My cover story in the City Paper a few weeks ago received a lot of reader feedback. Mostly stories about their own experiences. CP reprinted a couple of letters and emails they’ve received in this week’s edition. The commenter Dissenta wrote:
“Sent this article to Philly City Council with the request they get a hold of Miami and Seattle wage-theft ordinances and use them as a model to create one for Philly, telling them there is no excuse not to act immediately on this, especially since Philly could end up with cash in the till in the long run.”
You can also call your councilperson and ask them to act on this issue. You can find their phone numbers here.
One of the emails CP received about this story illustrates a point I didn’t get to make in my article. Anti-wage theft laws are hugely important, and effective as New York State and Miami-Dade county show, but just as (if not more important) would be a law to make it easier to form a union. (American labor law is extremely bias against workers.) But if you are able to organize, unions are ideal anti-wage theft devices. That is, in fact, one of the reasons they were formed in the first place. Compare and contrast this reader’s experience of union/non-union trucking firms.

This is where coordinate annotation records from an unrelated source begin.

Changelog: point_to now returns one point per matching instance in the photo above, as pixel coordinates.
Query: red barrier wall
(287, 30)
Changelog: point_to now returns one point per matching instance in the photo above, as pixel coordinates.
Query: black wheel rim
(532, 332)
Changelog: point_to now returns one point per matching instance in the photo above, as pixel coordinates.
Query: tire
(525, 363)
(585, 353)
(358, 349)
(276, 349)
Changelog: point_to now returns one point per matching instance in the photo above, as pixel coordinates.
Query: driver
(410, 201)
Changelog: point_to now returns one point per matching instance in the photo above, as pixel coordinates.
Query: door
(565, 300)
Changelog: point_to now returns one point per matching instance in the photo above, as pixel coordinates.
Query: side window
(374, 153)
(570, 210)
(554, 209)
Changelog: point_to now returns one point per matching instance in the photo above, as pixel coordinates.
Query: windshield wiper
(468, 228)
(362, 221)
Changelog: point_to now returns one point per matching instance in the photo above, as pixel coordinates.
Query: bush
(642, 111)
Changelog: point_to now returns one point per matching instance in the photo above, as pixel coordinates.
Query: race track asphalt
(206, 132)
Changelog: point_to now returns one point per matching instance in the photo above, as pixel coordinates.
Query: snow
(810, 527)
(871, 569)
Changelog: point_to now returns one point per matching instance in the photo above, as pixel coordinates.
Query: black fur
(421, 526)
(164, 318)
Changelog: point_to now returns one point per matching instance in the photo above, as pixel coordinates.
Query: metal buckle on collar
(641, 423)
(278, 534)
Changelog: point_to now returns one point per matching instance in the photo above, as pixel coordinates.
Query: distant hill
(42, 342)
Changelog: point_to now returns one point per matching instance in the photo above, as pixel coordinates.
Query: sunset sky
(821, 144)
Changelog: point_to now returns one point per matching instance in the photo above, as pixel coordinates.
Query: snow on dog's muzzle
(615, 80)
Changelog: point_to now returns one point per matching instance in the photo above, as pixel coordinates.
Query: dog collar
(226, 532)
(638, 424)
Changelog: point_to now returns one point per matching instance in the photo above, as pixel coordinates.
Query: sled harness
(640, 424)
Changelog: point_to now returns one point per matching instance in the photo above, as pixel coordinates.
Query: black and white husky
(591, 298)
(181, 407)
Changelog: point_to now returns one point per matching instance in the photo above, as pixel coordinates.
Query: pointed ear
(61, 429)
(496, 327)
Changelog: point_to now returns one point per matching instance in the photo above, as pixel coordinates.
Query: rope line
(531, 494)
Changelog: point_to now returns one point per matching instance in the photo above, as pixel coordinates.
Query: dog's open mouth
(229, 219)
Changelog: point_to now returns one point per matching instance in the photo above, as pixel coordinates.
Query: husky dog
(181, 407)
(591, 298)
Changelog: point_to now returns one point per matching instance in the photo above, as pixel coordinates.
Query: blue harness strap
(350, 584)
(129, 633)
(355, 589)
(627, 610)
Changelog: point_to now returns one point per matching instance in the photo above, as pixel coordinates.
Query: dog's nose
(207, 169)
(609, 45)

I was recently working as a gasoline and petroleum delivery driver for a some what large carrier in south west philly and I was told I would be paid by the hour but it would be a computer generated hourly rate and if I had any delay time outside the normal rate I would be paid for that and overtime after 45 hours per week … I kept track of my time waited 3 weeks for my first pay check and I when it came it just had a gross amount and a net after taxes nothing on there about the amount of hours I work or how much per hour so I added my math to there’s and it was off by 11 hours and near about 350 dollars so … months went by same thing every week hours and money was off I waited the 90 days to see about benefits they were next to nothing so I sought legal action and basically was told by a labor lawyer it not worth it it will be tied up in the courts for months if not years and the money needed for that is much more than I would get back so its best to just quit or try to organize other employees for a class action or form a union … I had enough I finally found a great job under the teamster union but this is a familiar practice going a lot of outfits are milking the recession the country is in to commit highway robbery they need to be held at the same standards as major criminals thank you for the article and letting people know what is going on out there.